- Official poster
- 尚食
- Genre: Culinary, Historical Fiction
- Written by: Zhou Mo
- Directed by: Wang Wei, Bai Yunmo
- Opening theme: Royal Feast by Lu Hu
- Ending theme: Taste by Wang Yi Zhe
- Composer: Lu Hu
- Country of origin: Mainland China
- Original language: Mandarin
- No. of seasons: 1
- No. of episodes: 40

Production
- Producers: Yang Le, Producer Ren Xu, Martin, Tao Yong, Jiang Zhifang
- Production location: Hengdian World Studios
- Cinematography: Liu Rui, Cao Yanliang
- Editor: Liu Xiang
- Production companies: Mango TV, Huanyu Film and Television, Zhihe Film and Television

Original release
- Network: Mango TV, Hunan TV
- Release: 22 February 2022

= Royal Feast =

2022 Chinese historical drama

Royal Feast (尚食 (Shàng Shí)) is a historical costume drama series directed by Wang Wei and Bai Yunmo, starring Xu Kai, Wu Jinyan and Wang Churan in main roles. The drama tells the inspirational emotional story of Yao Zijin, a girl who was selected as the - maid of the Shangshi Bureau, during the Yongle period in the Ming Dynasty. The drama was broadcast on Mango TV on February 22, 2022.

== Synopsis ==
Yao Zijin, a young girl, during the Ming dynasty under the rule of Emperor Yongle, enters the palace to become a maid in "Food Bureau" department. She gains in her ranks and encounters romantic entanglements during her stay. She gets the task of delivering meals for the Emperor’s grandson, Zhanji, during this time they develop a connection. However, Zijin has a mysterious background that she wants to keep hidden, and her principles make her hesitant to enter into a romantic relationship with Zhanji.

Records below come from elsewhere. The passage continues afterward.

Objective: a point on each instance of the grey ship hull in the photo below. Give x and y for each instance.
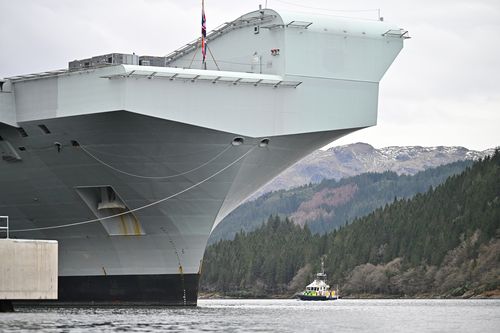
(130, 166)
(162, 265)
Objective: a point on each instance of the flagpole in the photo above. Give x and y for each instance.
(203, 35)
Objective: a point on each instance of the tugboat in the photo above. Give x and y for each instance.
(318, 290)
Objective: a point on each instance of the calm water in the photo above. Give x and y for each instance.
(268, 315)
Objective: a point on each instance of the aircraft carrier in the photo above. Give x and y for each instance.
(130, 161)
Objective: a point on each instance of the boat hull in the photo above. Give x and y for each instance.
(156, 258)
(315, 298)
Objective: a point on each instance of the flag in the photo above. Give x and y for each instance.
(203, 31)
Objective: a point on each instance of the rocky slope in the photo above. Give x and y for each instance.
(354, 159)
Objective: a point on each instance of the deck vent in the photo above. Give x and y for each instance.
(238, 141)
(8, 152)
(22, 132)
(263, 143)
(105, 202)
(44, 129)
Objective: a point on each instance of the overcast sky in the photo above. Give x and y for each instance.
(442, 89)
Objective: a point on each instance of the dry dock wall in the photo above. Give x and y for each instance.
(28, 269)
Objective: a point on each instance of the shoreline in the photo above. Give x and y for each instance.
(492, 294)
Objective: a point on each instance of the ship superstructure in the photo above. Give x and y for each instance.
(130, 161)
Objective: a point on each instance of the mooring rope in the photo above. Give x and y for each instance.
(153, 177)
(142, 207)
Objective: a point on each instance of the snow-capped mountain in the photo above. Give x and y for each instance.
(357, 158)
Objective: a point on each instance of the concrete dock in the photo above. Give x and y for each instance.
(28, 271)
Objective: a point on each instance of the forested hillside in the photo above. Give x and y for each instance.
(443, 242)
(331, 203)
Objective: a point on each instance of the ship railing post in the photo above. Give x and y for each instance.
(6, 228)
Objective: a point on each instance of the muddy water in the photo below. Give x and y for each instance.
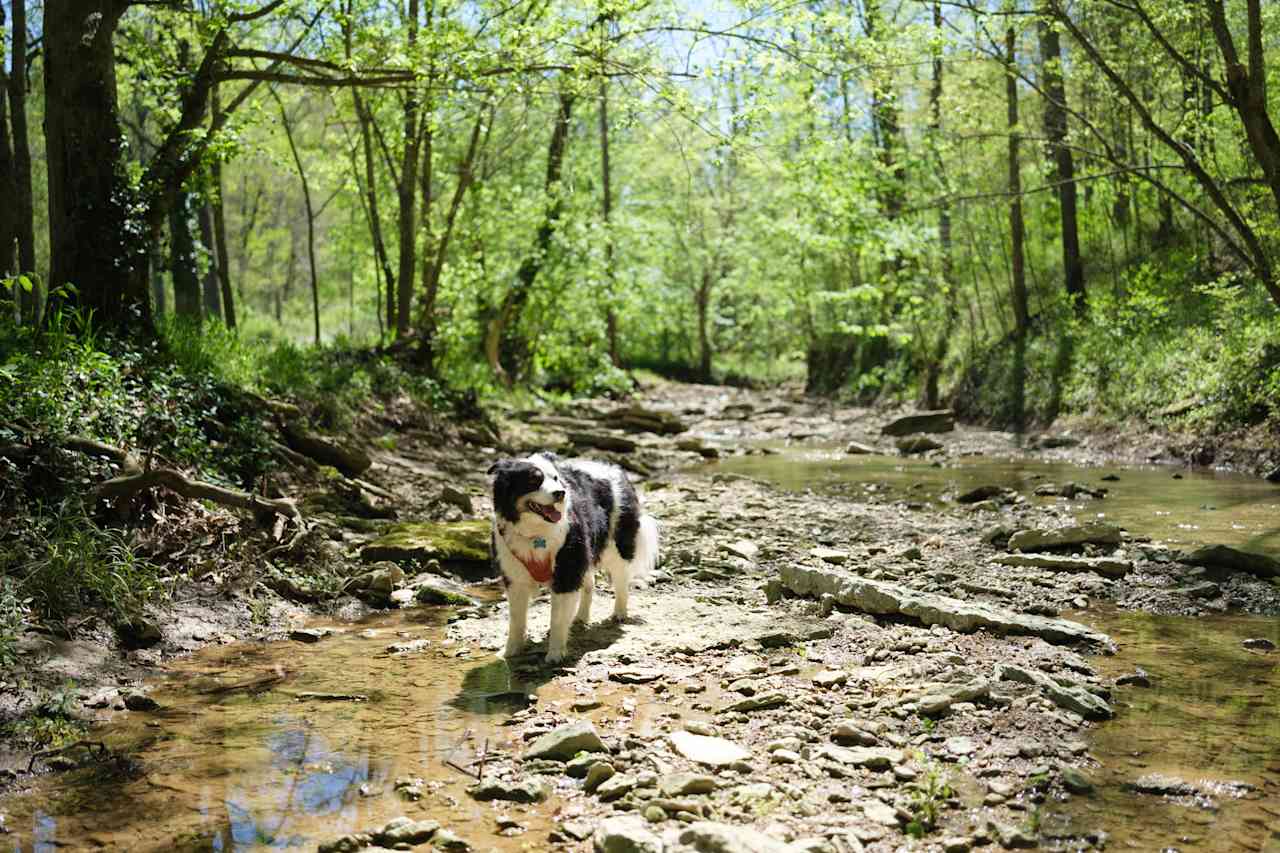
(237, 760)
(1203, 506)
(1211, 719)
(1212, 714)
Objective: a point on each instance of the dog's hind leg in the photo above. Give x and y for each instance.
(620, 575)
(562, 615)
(584, 605)
(517, 616)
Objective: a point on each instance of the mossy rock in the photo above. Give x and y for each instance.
(447, 542)
(440, 594)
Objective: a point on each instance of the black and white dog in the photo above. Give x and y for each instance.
(556, 521)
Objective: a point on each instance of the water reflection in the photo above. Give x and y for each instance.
(1205, 506)
(231, 767)
(1210, 717)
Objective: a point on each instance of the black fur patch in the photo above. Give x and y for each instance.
(512, 479)
(629, 521)
(589, 510)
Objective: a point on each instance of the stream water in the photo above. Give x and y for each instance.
(241, 758)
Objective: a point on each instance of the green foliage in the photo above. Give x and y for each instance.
(78, 566)
(13, 614)
(50, 725)
(928, 796)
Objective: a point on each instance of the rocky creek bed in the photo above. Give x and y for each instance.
(883, 661)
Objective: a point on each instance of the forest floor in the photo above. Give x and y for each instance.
(808, 669)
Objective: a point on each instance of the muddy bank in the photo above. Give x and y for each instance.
(913, 684)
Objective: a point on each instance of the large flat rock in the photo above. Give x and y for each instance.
(1069, 537)
(942, 420)
(1105, 566)
(929, 609)
(1228, 557)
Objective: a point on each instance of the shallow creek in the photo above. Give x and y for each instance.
(240, 758)
(1212, 714)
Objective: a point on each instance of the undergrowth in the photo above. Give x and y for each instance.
(1150, 343)
(50, 724)
(192, 398)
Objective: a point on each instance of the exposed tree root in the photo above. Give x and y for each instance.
(131, 484)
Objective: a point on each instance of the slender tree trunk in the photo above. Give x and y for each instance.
(92, 236)
(375, 222)
(1016, 229)
(8, 181)
(611, 311)
(435, 265)
(1063, 162)
(159, 295)
(182, 260)
(310, 217)
(933, 370)
(703, 301)
(26, 218)
(1016, 233)
(224, 269)
(210, 286)
(503, 341)
(408, 194)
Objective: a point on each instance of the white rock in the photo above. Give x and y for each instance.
(708, 751)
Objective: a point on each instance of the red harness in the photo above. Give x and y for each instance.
(539, 570)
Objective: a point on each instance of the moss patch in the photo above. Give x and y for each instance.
(439, 594)
(456, 541)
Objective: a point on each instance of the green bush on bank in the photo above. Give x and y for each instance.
(190, 398)
(1150, 343)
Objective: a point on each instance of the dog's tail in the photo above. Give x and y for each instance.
(647, 548)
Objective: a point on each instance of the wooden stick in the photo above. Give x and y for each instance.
(49, 753)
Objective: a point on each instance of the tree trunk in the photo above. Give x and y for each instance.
(1063, 162)
(224, 269)
(375, 220)
(182, 260)
(435, 260)
(94, 238)
(704, 342)
(611, 313)
(506, 340)
(210, 286)
(26, 219)
(408, 194)
(933, 369)
(310, 217)
(1016, 229)
(8, 183)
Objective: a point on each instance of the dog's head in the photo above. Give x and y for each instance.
(529, 492)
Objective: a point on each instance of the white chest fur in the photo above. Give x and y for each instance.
(529, 560)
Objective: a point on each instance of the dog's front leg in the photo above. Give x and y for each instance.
(563, 605)
(517, 616)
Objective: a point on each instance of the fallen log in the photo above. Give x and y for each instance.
(347, 459)
(131, 484)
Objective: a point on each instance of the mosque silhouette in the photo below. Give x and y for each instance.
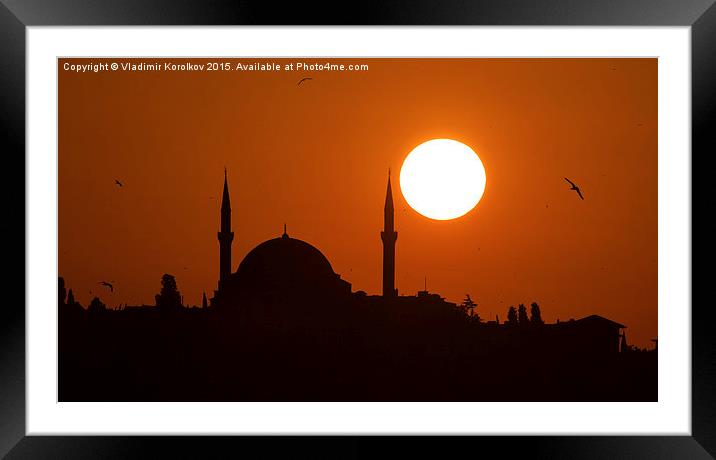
(286, 268)
(285, 327)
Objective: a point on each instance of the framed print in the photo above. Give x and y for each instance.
(446, 221)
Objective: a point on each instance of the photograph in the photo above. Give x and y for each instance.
(357, 229)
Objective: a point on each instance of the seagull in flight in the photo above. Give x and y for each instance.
(109, 285)
(575, 188)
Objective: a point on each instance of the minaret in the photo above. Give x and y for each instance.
(389, 235)
(226, 236)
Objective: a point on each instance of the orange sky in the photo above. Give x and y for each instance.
(316, 156)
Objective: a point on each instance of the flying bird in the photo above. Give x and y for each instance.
(575, 188)
(109, 285)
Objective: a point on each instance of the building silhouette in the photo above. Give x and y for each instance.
(285, 326)
(225, 235)
(389, 237)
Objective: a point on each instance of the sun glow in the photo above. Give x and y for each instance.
(442, 179)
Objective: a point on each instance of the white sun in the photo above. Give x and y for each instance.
(442, 179)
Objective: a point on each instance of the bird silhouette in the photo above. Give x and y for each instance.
(109, 285)
(575, 188)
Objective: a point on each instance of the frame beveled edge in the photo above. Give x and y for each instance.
(699, 14)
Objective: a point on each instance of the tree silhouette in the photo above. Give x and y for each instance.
(535, 314)
(169, 297)
(511, 316)
(62, 293)
(468, 306)
(96, 306)
(522, 315)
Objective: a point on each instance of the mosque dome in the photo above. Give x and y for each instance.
(286, 261)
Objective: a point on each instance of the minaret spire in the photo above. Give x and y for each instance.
(389, 236)
(225, 235)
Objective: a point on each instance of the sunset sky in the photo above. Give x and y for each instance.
(316, 157)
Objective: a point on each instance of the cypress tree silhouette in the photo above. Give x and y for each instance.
(169, 297)
(96, 306)
(62, 293)
(468, 306)
(535, 314)
(522, 315)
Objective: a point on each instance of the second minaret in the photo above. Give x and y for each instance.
(389, 236)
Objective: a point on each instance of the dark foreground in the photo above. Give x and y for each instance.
(377, 354)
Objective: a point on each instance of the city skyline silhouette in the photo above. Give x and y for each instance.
(165, 136)
(285, 312)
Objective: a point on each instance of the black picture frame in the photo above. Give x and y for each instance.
(17, 15)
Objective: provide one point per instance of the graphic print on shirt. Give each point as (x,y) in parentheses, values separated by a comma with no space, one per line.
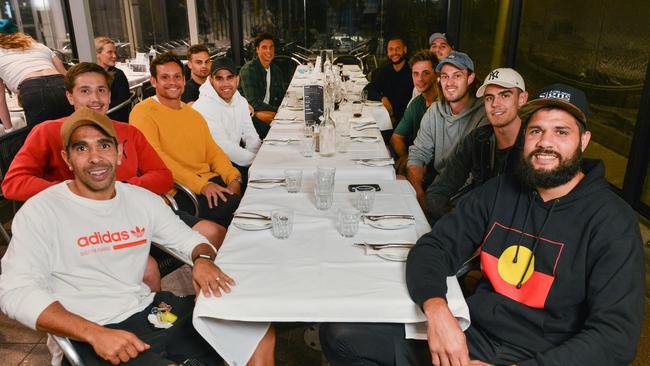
(504,273)
(107,240)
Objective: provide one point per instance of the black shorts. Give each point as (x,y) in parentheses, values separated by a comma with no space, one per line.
(176,344)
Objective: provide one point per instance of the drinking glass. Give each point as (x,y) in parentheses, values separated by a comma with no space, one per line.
(281,223)
(365,198)
(307,146)
(324,197)
(347,222)
(293,180)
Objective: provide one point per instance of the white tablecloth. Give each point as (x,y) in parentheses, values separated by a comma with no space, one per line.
(315,275)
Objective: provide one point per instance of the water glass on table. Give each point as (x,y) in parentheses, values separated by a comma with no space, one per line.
(281,223)
(293,180)
(365,198)
(347,222)
(324,197)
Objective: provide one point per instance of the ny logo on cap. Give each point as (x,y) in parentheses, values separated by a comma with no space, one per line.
(556,94)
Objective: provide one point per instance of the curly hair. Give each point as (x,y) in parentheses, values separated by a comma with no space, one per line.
(17,40)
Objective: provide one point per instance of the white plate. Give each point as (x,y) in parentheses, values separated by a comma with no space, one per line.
(244,224)
(390,224)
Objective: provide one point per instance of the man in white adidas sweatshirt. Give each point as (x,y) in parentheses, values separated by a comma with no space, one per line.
(226,112)
(75,263)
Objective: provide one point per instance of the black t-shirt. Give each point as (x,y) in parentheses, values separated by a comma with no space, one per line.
(191,92)
(397,86)
(119,93)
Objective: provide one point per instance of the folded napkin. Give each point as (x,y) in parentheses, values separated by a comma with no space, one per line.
(389,222)
(264,183)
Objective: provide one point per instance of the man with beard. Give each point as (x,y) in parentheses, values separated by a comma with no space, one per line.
(199,62)
(424,78)
(393,83)
(488,150)
(446,122)
(561,255)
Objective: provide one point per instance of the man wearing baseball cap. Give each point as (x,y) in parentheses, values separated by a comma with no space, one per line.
(226,112)
(561,256)
(75,263)
(488,150)
(446,122)
(440,46)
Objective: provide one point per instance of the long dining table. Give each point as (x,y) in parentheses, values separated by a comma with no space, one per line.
(316,275)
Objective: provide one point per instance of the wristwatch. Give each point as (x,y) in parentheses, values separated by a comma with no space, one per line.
(204,256)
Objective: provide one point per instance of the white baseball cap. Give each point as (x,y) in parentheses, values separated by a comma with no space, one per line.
(505,77)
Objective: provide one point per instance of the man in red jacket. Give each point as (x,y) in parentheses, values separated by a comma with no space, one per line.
(39,164)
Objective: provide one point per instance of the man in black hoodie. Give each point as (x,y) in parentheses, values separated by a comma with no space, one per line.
(561,255)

The Food Bureau is part of a complex web of plots, ambitions and politics. When Zijin's background becomes known she becomes a target for those who feel threatened. Meanwhile, Zhanji has to protect his father and fend off moves by his uncles to grab the throne. Along with emotional, the story shows the historical achievements and life of the three outstanding emperors in the Ming Dynasty, and paints a picture of ancient cultural life full of strong family, friendship and love. It advocates that "food" is the bridge that promotes communication between people and different cultures.

== Cast and characters ==
=== Main cast ===

- Xu Kai as Zhu Zhanji, Xuande Emperor of Ming

He has both civil and military skills, as well as wisdom and courage. He is especially good at poetry, calligraphy, painting, and playing the guqin. His character is a respectable, well-rounded man loved by the emperor and respected by the court and the public.

- Wu Jinyan as Yao Zijin, Empress Sun

A well-born folk girl, when she was a teenager, she met Zhu Zhanji, who visited the farmhouse unannounced with Zhu Di. After entering the Shangshi Bureau, she began to understand the real way of drinking and writing and met Zhu Zhanji.

- Wang Churan as Su Yuehua

The cold and proud female official of the Shang Food Bureau, came from a family of famous chefs; her biological mother left her without saying goodbye when she was a child, which brought her a lifetime of confusion. When she became an adult, she entered the palace in order to find her mother. She is also quite proud and competes with Zijin and Yin Ziping for the position of Shangshi in the Ming Dynasty.

- Wang Yizhe as You Yifan

The cynical guard, You Yifan is handsome, cruel, and rebellious. He was promoted because of his great success in rescue and driving. He became the youngest Jinyi guard commander in the Ming Dynasty. He acted both righteously and evilly. Fear, on the surface, he is friendly with Zhu Zhanji, but in fact hides many secrets.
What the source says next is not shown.